We often have to advise the kid to dial back the video game fixation around the rest of the family: they either don’t get it, or you have a few who just flat-out don’t approve of him being exposed to that medium at his age. I hate having to tell him to throttle his desire to discuss what he’s passionate about because we’re tired of hearing lectures about what he’s passionate about. (He’s also passionate about frogs and cats and penguins and volcanoes and planets. For a few weeks, pink was his favorite color – holy crap, you don’t want to know what kind of stern warnings we got over that, never mind that fact that his “favorite color” changes from time to time, and is now blue once again after having been both green and red. Pink. Whatever. It’s the color of medium rare steak and the color of Kirby. “Which one’s Pink?” Who gives a frak?)

Pink
Pink as in Pink Yoshi and little pink bare feet that I didn’t even notice until after I got home and looked at the pictures… the heck?

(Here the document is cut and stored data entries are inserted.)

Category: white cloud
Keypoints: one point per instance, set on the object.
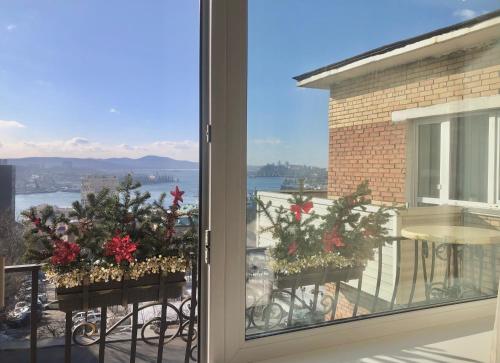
(465, 14)
(82, 147)
(4, 124)
(267, 141)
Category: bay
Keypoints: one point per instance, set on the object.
(187, 180)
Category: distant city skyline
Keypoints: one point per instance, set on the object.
(114, 79)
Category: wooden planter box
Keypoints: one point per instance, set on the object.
(319, 276)
(152, 287)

I was overjoyed to see him enjoying himself in a room full of people with the same interests, and the same intensity of interest, if not more. It’s nice to tell him he doesn’t have to rein it in or keep it hidden. There are other people like him. I didn’t have that when I was his age – there were other kids who were into the same things I was, but I fixated on them to a degree that was considered weird. Abnormal. Unhealthy. And before you know it, you get people telling you that you are those things as well. I don’t want that for him.

Artoo playing Star Wars
This is relevant to my interests

Trophies of the 2012 convention seasonAt any rate, you can bet he’ll be tagging along with me to at least a few of these shows in the coming year:

  • Tokyo In Tulsa* – August 2nd/3rd/4th, Tulsa, OK – web site
  • Glitchcon – August 23rd/24th/25th, Springdale, AR – web site
  • OVGE (Oklahoma Video Gaming Exhibition) – September 21st only, Tulsa, OK – web site
  • Konsplosion – September 20th/21st/22nd, Fort Smith, AR – web site
  • ComiCon-Way – November 9th/10th, Conway, AR – web site

* this one is a “maybe”; I’ve been invited to take part in some panels, but nothing is nailed down as yet.

All of this, really, is in the “maybe” column, since I’m short on funds and have no transport of my own since my car was wrecked in January, hence the very-close-to-home travel radius.